In all candor the church in Japan faces a similar challenge. The number of "second birth" or "born again" members  is dropping. And the outlook is glum. But "glum" is a human attitude, not a divine perspective. In fact I believe God's stunning YES CAN DO perspective for reaching and winning new children for His Kingdom in Japan (and throughout the world) is over the top! How else shall we explain John's vision of all the saved in heaven one day (we pray soon): "After this I looked and there before me was a great multitude that no one could count, from every nation, tribe, people and language, standing before the throne and in front of the Lamb. They were wearing white robes and were holding palm branches in their hands" (Revelation 7:9).

 Did you catch that? The number of the redeemed from earth is so high no one can count it!

 I say we take courage from this stunning portrayal of God's saving love for His lost earth children—He is going to save us by the tens of thousands of millions. And those numbers will include Japan!

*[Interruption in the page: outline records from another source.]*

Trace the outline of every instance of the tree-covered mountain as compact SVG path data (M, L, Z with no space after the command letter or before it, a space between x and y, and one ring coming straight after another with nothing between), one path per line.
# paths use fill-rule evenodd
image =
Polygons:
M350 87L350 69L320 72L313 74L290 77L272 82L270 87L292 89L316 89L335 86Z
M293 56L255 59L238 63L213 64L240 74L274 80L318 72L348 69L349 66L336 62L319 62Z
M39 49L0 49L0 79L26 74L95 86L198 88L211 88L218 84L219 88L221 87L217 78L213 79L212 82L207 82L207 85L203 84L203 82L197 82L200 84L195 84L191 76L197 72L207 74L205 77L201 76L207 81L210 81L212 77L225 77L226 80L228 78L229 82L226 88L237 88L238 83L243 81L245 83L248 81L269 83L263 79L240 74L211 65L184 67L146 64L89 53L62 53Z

 So on the eve of my flying to Tokyo for the upcoming full-court press evangelistic series on the campus of Saniku Gakuin Adventist College (where 70% of the 201 students are non-Christian pagans, to put it bluntly)—I earnestly solicit your prayer partnership on behalf of all the evangelistic series and preachers across the islands of Japan this month. Put your finger on God's promise: "Therefore in the east [Land of the Rising Sun] give glory to the LORD; exalt the name of the LORD, the God of Israel, in the islands of the sea [Japan]" (Isaiah 24:15). "Sing to the LORD a new song . . . you islands, and all who live in them" (Isaiah 42:10). How the Savior longs for the day when Japanese voices will join that innumerable throng in singing the praises of our Redeemer and God!

 Look—if the "pollen count" in Japan can go up, why can't the "pollen count" of the Holy Spirit and His contagious "everlasting gospel" go up as well! Of course it can—it must. So we must pray—pray as we have never prayed before for God's supernatural release of (1) the dark lord's iron grip upon that land and (2) Christ Jesus' penetration throughout that society. Let the ether be filled with His life-giving "pollen." And our prayers.